Mesdames, Messieurs,

En France, près de huit millions de nos concitoyens portent un uniforme dans le cadre de leur activité professionnelle ou bénévole. Qu’il s’agisse des polos de nos gendarmes, des blouses blanches de nos soignants ou des treillis de nos militaires, l’État commande des centaines de millions de pièces de textile chaque année. De plus, l’expérimentation du port de l’uniforme à l’école pourrait conduire à la commande publique de millions de pièces supplémentaires.

En parallèle de cela, la filière textile française connaît depuis une dizaine d’années un regain de dynamisme, alors même qu’elle rencontre une période difficile, due aux délocalisations. Des chefs d’entreprises audacieux s’attachent à créer des emplois tout en relocalisant une production qui a connu une forte tendance à l’expatriation.

Or, pour toutes ces entreprises‑là, la commande publique est plus que nécessaire : tant pour le déploiement de ce renouveau que pour la survie de ceux qui s’engagent dans cette aventure.
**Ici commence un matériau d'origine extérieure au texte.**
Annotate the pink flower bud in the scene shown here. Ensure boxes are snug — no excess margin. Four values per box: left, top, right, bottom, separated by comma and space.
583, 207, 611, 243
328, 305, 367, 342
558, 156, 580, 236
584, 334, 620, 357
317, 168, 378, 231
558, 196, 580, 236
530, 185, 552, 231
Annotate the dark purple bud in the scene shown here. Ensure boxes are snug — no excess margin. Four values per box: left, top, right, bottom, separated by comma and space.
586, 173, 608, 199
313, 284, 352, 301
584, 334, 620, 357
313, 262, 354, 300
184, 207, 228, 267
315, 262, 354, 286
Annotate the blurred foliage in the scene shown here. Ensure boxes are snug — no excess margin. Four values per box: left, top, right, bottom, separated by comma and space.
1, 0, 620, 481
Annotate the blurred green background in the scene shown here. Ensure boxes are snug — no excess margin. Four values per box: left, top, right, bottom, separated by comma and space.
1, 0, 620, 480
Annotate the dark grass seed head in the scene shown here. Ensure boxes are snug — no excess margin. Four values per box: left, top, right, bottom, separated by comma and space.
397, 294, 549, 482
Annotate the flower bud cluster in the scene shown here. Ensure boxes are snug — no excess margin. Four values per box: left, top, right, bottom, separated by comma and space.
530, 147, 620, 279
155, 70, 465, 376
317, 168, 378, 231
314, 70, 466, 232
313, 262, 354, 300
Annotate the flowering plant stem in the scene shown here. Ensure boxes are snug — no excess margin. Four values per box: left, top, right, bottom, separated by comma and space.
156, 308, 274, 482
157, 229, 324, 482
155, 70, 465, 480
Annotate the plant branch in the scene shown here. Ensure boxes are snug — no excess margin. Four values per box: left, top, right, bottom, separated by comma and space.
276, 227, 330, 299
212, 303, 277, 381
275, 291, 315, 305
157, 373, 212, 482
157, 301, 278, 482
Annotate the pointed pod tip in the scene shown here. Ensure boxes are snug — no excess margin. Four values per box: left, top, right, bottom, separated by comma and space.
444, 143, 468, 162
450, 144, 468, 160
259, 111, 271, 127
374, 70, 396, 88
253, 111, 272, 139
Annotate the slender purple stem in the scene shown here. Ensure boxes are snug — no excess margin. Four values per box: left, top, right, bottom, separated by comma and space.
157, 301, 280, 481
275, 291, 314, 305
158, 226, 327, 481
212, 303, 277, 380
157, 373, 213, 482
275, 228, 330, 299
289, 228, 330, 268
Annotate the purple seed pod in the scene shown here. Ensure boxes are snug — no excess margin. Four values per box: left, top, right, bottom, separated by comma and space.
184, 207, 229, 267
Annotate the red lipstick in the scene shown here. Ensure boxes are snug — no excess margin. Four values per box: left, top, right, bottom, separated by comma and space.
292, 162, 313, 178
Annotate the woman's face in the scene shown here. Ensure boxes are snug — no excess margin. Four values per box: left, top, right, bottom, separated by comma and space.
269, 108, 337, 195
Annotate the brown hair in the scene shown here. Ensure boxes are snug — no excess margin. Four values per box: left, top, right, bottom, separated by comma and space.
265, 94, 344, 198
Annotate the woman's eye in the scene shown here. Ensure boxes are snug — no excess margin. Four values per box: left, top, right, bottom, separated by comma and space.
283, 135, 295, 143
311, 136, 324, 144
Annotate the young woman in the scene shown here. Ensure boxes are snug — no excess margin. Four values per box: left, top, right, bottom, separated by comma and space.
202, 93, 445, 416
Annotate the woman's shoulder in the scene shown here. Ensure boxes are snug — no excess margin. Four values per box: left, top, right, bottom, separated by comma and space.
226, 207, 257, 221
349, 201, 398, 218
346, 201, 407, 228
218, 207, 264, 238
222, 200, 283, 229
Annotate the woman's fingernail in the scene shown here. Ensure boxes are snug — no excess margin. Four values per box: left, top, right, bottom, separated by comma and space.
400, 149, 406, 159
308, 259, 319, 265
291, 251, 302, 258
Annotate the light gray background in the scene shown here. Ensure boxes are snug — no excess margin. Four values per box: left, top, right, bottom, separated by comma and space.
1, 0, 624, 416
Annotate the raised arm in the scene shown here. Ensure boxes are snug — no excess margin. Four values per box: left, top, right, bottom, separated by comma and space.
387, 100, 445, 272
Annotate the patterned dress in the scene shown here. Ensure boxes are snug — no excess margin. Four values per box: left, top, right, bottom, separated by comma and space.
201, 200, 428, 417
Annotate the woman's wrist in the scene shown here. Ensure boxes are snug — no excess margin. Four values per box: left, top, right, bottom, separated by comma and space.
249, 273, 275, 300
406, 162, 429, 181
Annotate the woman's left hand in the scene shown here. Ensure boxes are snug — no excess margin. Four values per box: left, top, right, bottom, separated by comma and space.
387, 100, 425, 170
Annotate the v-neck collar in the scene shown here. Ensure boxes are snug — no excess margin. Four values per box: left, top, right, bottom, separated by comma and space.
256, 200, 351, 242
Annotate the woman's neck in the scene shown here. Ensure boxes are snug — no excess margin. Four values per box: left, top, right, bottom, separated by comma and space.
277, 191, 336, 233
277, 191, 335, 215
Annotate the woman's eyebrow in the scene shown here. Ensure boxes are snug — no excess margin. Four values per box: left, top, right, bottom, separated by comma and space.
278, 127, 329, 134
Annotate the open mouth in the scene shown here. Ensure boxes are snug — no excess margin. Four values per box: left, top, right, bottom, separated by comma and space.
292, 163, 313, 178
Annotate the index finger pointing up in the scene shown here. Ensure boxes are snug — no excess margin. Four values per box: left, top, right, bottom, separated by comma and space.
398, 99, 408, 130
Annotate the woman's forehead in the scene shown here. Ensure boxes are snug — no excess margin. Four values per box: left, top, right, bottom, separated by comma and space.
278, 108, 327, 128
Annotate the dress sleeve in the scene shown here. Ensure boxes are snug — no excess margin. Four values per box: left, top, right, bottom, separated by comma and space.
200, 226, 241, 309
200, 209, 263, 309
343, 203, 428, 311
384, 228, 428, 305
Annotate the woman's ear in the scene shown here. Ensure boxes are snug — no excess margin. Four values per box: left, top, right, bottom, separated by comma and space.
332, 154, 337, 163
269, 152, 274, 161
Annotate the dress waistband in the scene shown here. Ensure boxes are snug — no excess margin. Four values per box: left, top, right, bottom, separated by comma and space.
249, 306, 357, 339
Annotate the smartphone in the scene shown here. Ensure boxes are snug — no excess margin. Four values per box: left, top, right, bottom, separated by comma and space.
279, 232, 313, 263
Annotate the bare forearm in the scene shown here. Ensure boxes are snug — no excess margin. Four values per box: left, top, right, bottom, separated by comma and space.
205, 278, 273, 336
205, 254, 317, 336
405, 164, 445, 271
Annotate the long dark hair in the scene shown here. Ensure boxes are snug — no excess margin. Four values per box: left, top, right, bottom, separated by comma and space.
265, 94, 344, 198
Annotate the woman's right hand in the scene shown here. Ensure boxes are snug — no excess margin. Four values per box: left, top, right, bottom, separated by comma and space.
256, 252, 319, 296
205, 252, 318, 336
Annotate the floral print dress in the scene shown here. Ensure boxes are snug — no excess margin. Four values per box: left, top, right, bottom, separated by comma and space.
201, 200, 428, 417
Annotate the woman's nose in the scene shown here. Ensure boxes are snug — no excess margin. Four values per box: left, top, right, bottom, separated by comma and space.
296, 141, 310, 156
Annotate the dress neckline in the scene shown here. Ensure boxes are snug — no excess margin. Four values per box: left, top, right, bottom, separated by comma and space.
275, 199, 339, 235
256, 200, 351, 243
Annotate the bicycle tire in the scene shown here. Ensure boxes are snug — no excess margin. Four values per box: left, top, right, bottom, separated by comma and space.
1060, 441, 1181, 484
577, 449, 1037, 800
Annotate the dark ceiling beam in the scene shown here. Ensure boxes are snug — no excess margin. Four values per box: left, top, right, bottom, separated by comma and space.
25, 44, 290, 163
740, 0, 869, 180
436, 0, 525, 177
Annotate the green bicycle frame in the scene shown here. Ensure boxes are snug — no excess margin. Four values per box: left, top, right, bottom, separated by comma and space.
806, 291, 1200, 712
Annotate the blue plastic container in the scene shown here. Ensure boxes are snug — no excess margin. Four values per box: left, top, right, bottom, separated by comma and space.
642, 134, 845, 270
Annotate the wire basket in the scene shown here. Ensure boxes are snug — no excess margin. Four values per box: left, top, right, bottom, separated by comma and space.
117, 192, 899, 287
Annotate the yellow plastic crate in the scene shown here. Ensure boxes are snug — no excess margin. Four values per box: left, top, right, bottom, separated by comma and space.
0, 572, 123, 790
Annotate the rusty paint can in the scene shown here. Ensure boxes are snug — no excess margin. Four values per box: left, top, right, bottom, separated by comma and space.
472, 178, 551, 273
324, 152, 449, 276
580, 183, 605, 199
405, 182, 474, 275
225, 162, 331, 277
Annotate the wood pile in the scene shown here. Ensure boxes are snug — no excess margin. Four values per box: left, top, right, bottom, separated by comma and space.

Des entités publiques font d’ailleurs régulièrement le choix de se tourner vers le fabriqué en France. Dans la région Auvergne‑Rhône‑Alpes, par exemple, 100 % des uniformes commandés pour l’expérimentation de celui‑ci dans les lycées sont fabriqués en France. De même, les uniformes des bénévoles de Jeux Olympiques de Paris 2024 seront à 53 % fabriqués en France.

Il est important de noter qu’en plus de la dynamique économique vertueuse qu’engendre ce renouveau, il participe à la transition de notre économie vers des modes de consommation plus respectueux de l’homme et de son environnement. Produits localement, avec souvent de forts engagements de durabilité, l’industrie textile française se démarque depuis plusieurs années par ses efforts en faveur de la décarbonation. Commander du textile français, c’est aussi éviter que les habits de nos fonctionnaires soient transportés depuis l’autre bout du monde par bateau ou, pire encore, par avion.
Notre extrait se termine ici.